Es braucht kaum bemerkt zu werden, dass unter der Menge von Wiegenliedern des Volks neben manchem hübschen Reim auch vieles sinnlose Kindergedahle auftritt, in welchem statt eines vernünftigen Sinnes nur das Behagen am Silbenklang und Reimspiel sich kundgibt. Kein Wunder, dass dergleichen Reimerei sonst nicht aufgeschrieben ward und wir daher aus alter Zeit keine Denkmale davon haben.

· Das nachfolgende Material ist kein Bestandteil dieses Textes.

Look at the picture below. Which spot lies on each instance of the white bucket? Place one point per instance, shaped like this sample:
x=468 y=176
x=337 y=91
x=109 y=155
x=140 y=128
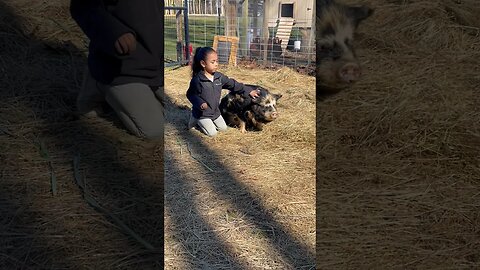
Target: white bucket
x=296 y=45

Die erste Spur eines deutschen Wiegenliedes aus höfischen Kreisen findet sich bei Gottfried Risen:
Wigen, wagen, gigen, gagen,
Wenne wil ez tagen?
Minne, minne, trute minne,
Swic, ich wil dich wagen (wiegen).
Einer der ältesten überlieferten volkstümlichen Wiegengesäng ist in einem Quodlibet zu Anfang des 16. Jahrhunderts: "Schlaf, Kindlein, schlaf."
Bei den alten Griechen hießen die Wiegenliedchen Baukalemata und es gab sicherlich ihrer viele, wenn auch kein volksmäßiges erhalten blieb. Aber ein prächtiges Beispiel hat uns der um 300 vor Christo lebende Dichter Theokrit in seinem 24. Idyll aufbewahrt. Alkmene wiegt auf dem Schilde ihres Mannes den zehn Monate alten Herkules und seinen Halbbruder Iphikles ein und singt dabei die Worte, welche nach Voß' Übersetzung lauten:
"Schlaft mir, Kinderchen,süß, O schlaft den erquickenden Schlummer,
Trauteste, schlaft, o Seelchen, ihr Zwillinge keck voll Lebens,
Liegt in seliger Ruh und erreicht in Ruhe das Frühlicht, "

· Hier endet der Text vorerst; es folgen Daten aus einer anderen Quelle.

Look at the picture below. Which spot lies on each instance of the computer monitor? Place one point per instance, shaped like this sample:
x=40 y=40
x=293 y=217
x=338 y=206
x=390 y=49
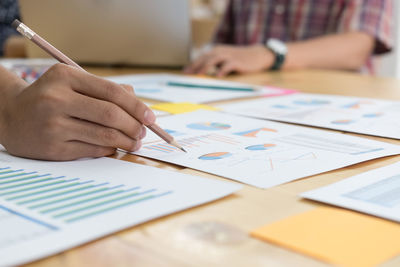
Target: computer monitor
x=133 y=32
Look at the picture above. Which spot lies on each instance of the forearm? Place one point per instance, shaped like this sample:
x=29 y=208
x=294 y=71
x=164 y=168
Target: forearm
x=348 y=51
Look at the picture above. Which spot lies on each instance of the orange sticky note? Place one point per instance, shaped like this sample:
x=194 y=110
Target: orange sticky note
x=181 y=107
x=337 y=236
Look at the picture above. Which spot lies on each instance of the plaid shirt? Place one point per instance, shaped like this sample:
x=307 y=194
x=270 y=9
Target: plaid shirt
x=255 y=21
x=8 y=12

Die Kinderwiege erwähnt zuerst Plutarch (Fragmenta in Hesiod. 45).
Die erste Abbildung einer deutschen Wiege findet sich, wie Rochholz behauptet, in der Heidelberger Handschrift des Sachsenspiegels, die um das Jahr 1230 gezeichnet ist. Eine Nachbildung davon liefert Scheible in seiner Sammelschrift "das Kloster" (Bb. 6, Fig. 201). Wir sehen da das Wickelkind bis auf den Kopf in ein Kissen eingeschnürt, während auf einem Holzgestelle, dessen Unterteile (Kufen) zum Hin- und Herbewegen abgerundet und das Ganze völlig nach Art unserer Wiegen beschaffen ist. Wie wenig hat doch die Zeit an solchen einfachen Dingen geändert, die, wenn Bedürfnis geboten, bald in zweckentsprechender, bequemster Form hergestellt waren!

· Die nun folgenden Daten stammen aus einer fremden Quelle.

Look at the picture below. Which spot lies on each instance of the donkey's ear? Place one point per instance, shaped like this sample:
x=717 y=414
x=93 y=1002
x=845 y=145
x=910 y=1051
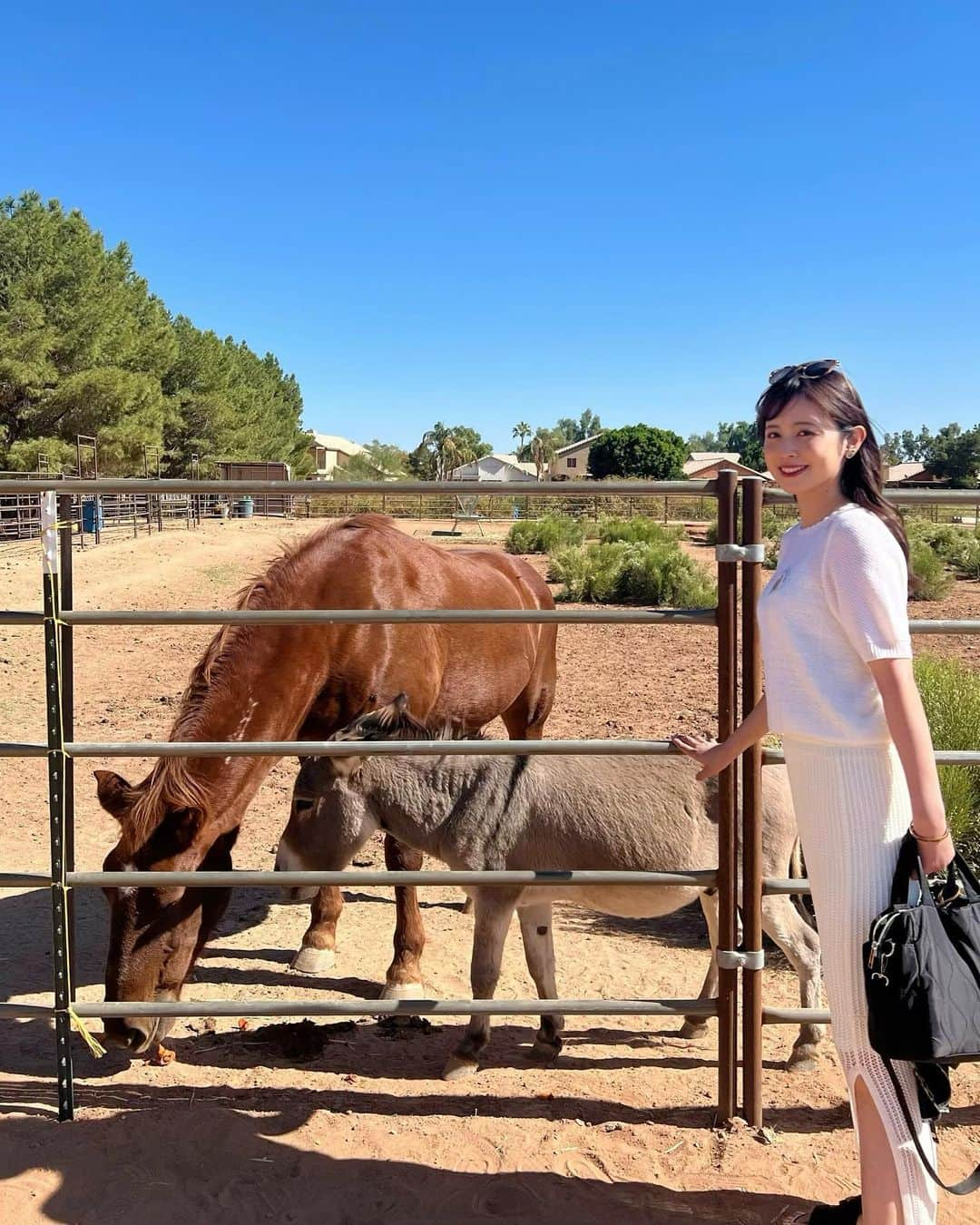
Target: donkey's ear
x=185 y=825
x=115 y=794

Eine zweite Abbildung einer Wiege finden wir in den Kupfern von Scheibles Buche Fig. 270. Sie gehört zu den Bildern der Handschrift des deutschen Gedichts "Der Ritter von Staufenberg" und stammt aus dem Jahre 1430. Hier zeigt die Wiegenwand bereits Schnürlöcher, und kreuzweise geschnürte Binden, die oben übers Bettchen gehen, schützen das Kind vor dem Herausfallen. Die Abbildung einer Kinderstube in Petrarchä Trostspiegel Bl. 61b - gedruckt ist das Buch zu Frankfurt a/M. 1572, die Abbildungen gehören aber dem Jahre 1520 an. Hinter einem großen Ehebette mit Oberbau (Himmelbett) sitzt im Winkel ein Bube auf einem hölzernen Nachtstühlchen. An ihm vorbei schiebt ein nacktes Kind im Gehkorbe oder Gängelwagen, der unten aus vier Rädern läuft und dessen trichterförmiges Gesflecht dem Kinde bis unter die Achsel reicht. Im Vordergrunde essen zwei Kinder mit kurzgeschnitzten Löffelchen Brei aus einem Pfännlein, das auf einem hölzernen Gestell steht. Ein Knabe auf dem Steckenpferd springt um die verhängte Wiege herum. An ihr sitzt die älteste Tochter mit der Kunkel in der Hand und tritt dabei das Schaukelbrett an der Wiege. Ob sie dazu singt, lässt die Abbildung nur erraten. Sonst aber bleibt's bis heute beim alten Brauch, den Fischart 1577 so hübsch reimt:
Wo Honig ist, da sammeln sich die Fliegen,
Wo Kinder sind, da fingt man um die Wiegen.